En cambio en un regulador switch el transistor tambien esta en serie pero este conduce en conmutacion (Se comporta como si fuera un interruptor mecanico), si aplicas la misma formula de disipacion esta sera ahora (tension de caida sobre el transistor Aprox.: 0,7V * intensidad que circula), o sea la disipacion ya no depende de la caida de tension sobre el dispositivo.

Esto que ahora voy a intentar expicar es un concepto IMPORTANTISIMO que es la Modulacion por Ancho de Pulsos (PWM: Pulse Wide Modulation)

Si tu tienes un circuito que genere pulsos de ancho variable (Ancho = Tiempo) y con este manejas al dichoso transistor de paso a la salida de este consigues una tension eficaz que sera directamente proporcional al tiempo de conduccion del Tr. (Mas tiempo = Mayor tension)
trabajando sobre el circuito que regula el ancho consigues ajustar tu tension de salida, si esta tension la realimentas al circuito que regula el ancho, o sorpresa consigues un regulador de tension.
Un dato interesante la tension eficaz de salida es proporcional a la superficie de la señal de 
salida.
Estos circuitos trabajan a frecuencias de 30 a 120 KHz y a la salida de estos necesitan un integrador que convierta los pulsos en CC, este es la bobina y el capacitor que habras visto en el dasheet del regulador.

Algo mas y tal vez mejor explicado
http://es.wikipedia.org/wiki/Modulación_por_ancho_de_pulsos

Saludos


----------



## electroaficionado (Sep 30, 2007)

Muchas gracias fogonazo, como siempre información clara y precisa. 
Yendo un poquito a la práctica
Los circuitos con reguladores switching son complicados de armar, en cuanto al diseño de los circuitos RLC? Como decide uno el uso de reguladores lineales o switching?


----------



## Fogonazo (Sep 30, 2007)

Como dijo Confucio (Filósofo chino, 551 adC - 479 adC) mientras se fumaba algo ilegal:
Si tengo mucha caida de tension sobre el regulador uso sw, con poca caida 78xx.

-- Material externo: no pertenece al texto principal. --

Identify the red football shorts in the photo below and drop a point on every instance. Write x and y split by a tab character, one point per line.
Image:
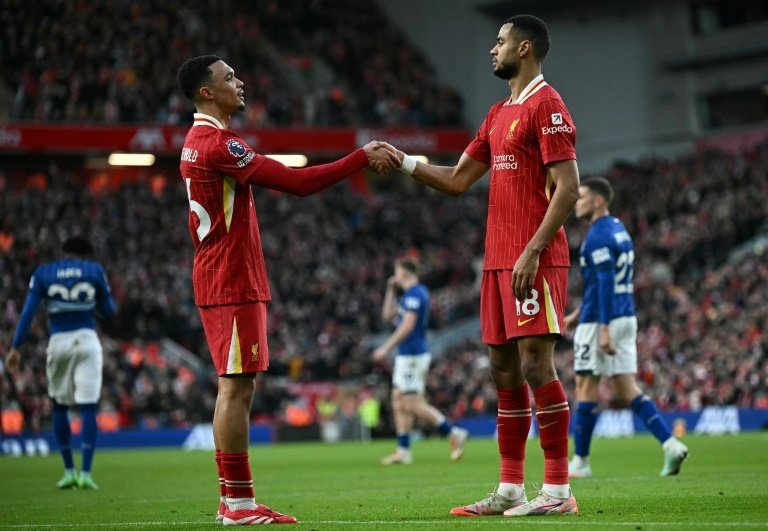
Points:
237	337
503	318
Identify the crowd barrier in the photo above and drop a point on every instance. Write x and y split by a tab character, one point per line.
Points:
612	423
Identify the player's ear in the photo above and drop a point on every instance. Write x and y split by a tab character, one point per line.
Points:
205	93
524	48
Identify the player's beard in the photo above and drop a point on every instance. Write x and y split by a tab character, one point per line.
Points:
506	71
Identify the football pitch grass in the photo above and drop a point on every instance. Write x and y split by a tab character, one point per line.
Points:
724	485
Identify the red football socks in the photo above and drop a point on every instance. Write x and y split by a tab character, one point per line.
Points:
513	424
553	416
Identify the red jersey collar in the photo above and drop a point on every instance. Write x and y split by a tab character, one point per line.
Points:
532	88
208	120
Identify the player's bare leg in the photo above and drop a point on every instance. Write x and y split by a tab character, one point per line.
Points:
586	419
403	427
231	421
675	452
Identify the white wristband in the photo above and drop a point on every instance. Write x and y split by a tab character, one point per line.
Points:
408	165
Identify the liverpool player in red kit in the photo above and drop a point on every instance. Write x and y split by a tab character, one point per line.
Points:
229	275
527	140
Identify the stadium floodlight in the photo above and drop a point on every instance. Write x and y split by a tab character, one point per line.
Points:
293	161
131	159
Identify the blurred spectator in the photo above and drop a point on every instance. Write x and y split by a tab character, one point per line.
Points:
114	61
701	312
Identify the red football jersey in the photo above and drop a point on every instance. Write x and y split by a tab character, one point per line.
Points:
218	168
517	140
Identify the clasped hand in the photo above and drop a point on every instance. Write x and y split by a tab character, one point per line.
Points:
381	156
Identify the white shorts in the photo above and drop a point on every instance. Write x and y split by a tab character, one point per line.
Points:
410	372
74	367
589	359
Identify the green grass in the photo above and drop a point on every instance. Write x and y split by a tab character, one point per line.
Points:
341	486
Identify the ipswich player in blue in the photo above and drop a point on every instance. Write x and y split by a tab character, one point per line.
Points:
410	314
605	341
72	289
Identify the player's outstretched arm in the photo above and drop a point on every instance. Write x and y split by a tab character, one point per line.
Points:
453	180
269	173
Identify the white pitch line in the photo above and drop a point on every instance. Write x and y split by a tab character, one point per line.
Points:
453	521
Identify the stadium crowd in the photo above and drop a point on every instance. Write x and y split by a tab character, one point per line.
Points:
303	63
701	307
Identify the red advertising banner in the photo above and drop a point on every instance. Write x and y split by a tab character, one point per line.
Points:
160	140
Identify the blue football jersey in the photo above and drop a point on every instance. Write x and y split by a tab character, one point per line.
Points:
607	266
415	299
72	290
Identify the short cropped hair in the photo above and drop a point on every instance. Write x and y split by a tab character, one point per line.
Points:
409	263
600	186
78	246
194	73
531	28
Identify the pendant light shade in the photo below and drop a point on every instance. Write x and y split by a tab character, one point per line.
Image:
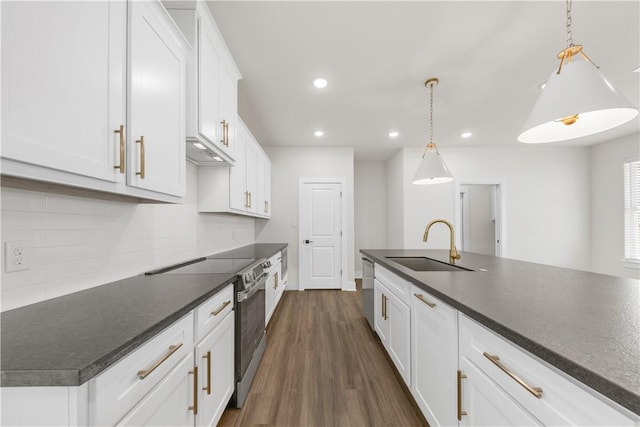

Que clara que la tenia el chinito ! ! !

Tambien recuerda que los reguladores SW casi no necesitan disipador por su baja disipacion.
Respecto al armado lo mas fastidioso es calcular la bobina, que es mas molesto que fabricarla.


----------



## electroaficionado (Sep 30, 2007)

Gracias fogonazo por la leccion de filosofia. jeje
Me intereso mucho el tema porque estoy desde hace un tiempo por hacerme una fuente regulable (Lamentablemente las obligaciones no me lo permiten aun) y uno de los problemas a resolver era justamente la disipasión de grandes cantidades de calor, con valores de 30W o similares.
A partir de esto voy a ver las posibilidades de hacer una u otra.
?Existen reguladores switching negativos? como para poder hacer fuentes duales.
Saludos y como siempre gracias por tu paciencia y tu colaboración.


----------



## Fogonazo (Sep 30, 2007)

Si, pero no son indispensables, si construyes 2 fuentes iguales las puedes poner en serie y en el punto medio tienes tu "Cero" y depende cual salida midas + o -.
Unico requerimiento transformador con 2 secundarios separados o 2 transformadores.
Esto encarece un poco pero te da una versatilidad total, 2 fuentes positivas distintas, 1 fuente con doble tension o una funente positiva negativa.
Mi ultima fuente fue asi.


----------



## RaYo09 (Oct 5, 2007)

Hey una pregunta a kien me pueda resolver una duda.  he visto un diagrama aki mismo en este foro creo ke se llama  "fuente con lm4444444."  lo he probado y y si es regulada, pero a la hora de conectarle una carga,  en este caso un extractor de PC se cae el voltaje.  Alguien me puede decir por ke?


----------



## electroaficionado (Oct 5, 2007)

Eso es muy extraño. 
Estas seguro de haber hecho bien el conexxionado? todas las patitas dodne tienen que ir. 
Con que transformador la estas alimentando?
Cual es el consumoqeu el estas aplicando?

SAludos


----------



## anthony123 (Oct 5, 2007)

tenia el mismo problema.revisa el datasheet. la posicion de los pines del regulador.


----------